Hacker News new | ask | show | jobs
by crop_rotation 1178 days ago
Can you show me sample prompts where GPT4 gives garbage? I am yet to find one.
4 comments

>Can you show me sample prompts where GPT4 gives garbage? I am yet to find one.

Agreed. GPT-3 and GPT-3.5 commonly hallucinate. GPT-4 can certainly be made to behave badly, but on real questions I've put to GPT-4 it has a 0% hallucination rate. The few wrong answers it has given have been "sensibly wrong" in that it's highly likely an experienced human programmer would have made the same mistake (eg lots of Stack Overflow answers are wrong in the same way), and even its wrong answers have been helpful in guiding me towards the correct solution.

These occasional, "sensibly wrong" GPT-4 answers are fundamentally different from the correctly formatted academic bibliography citations for technical papers that never existed, by authors that never existed, in journals that never existed hallucinated "answers" I've received from GPT-3 and GPT-3.5.

I mean here's another example from right now regarding Terraform:

> Me: how to only run data "archive_file" if a path exists?

> GPT4: <blah blah blah> add: depends_on = [fileexists("/path/to/file")]

This is nonsense. Terraform tells me:

> A single static variable reference is required: only attribute access and indexing with constant keys. No calculations, function calls, template expressions, etc are allowed here

I just get this rubbish all too often to be afraid for my job.

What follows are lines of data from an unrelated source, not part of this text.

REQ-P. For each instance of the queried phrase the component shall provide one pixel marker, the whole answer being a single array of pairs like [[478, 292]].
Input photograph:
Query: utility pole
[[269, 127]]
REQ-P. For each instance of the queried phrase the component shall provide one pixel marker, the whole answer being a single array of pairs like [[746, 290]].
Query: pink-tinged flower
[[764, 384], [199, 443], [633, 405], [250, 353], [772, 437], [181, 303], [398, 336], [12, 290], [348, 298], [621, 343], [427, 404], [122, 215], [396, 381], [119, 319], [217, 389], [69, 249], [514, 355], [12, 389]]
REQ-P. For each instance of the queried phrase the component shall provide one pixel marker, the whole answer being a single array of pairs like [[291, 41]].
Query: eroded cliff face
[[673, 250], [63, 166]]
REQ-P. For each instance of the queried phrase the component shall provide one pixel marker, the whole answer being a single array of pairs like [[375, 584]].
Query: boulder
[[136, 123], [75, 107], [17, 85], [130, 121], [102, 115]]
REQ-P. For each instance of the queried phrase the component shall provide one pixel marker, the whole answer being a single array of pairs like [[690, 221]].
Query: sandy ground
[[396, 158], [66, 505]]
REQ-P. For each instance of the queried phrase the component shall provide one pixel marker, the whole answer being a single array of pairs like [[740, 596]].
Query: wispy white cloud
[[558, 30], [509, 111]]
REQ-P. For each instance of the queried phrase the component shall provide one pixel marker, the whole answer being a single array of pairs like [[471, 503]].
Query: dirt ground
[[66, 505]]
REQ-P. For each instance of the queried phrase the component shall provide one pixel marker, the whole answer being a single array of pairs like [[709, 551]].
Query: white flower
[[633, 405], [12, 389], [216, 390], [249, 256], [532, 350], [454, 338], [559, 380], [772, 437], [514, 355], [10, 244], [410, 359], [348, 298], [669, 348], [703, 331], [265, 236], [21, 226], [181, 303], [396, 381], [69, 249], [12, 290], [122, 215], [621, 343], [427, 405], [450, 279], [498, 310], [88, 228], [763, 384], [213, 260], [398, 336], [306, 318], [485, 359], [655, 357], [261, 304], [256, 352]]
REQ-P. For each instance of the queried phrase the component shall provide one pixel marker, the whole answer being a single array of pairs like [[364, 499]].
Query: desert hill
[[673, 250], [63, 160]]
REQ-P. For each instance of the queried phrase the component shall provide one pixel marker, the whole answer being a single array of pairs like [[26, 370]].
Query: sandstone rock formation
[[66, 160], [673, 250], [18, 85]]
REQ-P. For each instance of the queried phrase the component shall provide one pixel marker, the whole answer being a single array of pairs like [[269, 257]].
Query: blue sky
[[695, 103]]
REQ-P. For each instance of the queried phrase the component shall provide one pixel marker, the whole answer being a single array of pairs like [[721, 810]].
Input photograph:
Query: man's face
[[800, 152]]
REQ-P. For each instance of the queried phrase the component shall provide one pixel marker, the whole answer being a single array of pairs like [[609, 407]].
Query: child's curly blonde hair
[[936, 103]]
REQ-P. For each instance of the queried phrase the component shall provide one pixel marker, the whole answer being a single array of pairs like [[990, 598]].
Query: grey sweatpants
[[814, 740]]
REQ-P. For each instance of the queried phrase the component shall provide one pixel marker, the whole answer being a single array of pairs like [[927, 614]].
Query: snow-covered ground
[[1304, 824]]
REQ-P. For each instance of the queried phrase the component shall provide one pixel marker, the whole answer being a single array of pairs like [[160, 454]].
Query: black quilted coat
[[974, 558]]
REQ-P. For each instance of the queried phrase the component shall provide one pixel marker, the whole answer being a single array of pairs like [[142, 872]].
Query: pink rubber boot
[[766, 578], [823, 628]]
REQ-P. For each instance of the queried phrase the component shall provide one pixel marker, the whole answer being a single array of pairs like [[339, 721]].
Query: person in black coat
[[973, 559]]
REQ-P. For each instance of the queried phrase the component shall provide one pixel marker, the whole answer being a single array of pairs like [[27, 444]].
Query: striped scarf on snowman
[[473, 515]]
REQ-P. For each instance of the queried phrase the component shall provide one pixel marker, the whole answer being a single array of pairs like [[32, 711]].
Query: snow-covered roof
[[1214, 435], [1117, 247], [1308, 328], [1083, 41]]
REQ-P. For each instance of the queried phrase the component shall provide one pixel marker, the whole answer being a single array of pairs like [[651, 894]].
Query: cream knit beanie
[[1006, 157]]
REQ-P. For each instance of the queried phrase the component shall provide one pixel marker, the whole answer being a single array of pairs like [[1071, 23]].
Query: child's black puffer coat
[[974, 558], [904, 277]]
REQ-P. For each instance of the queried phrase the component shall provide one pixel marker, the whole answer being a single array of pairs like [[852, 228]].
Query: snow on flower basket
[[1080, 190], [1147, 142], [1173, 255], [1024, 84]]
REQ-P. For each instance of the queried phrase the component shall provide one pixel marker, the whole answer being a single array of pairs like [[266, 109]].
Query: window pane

My experience has been different. It very often hallucinates variables or function identifiers for me. I never witnessed it doing that for code on the first output. But once the chat/context grows larger and I already asked for modifications to the posted code, it happens quite often.

A non-code example: Some days ago I asked it about "Searle's Wall" [0]. It gave me a mashup of the correct description and the Chinese Room experiment. So it clearly had the right answer somewhere in its data, but it mixed it up with the much more famous thought experiment.

[0]: https://www.researchgate.net/publication/260138925_Searle's_...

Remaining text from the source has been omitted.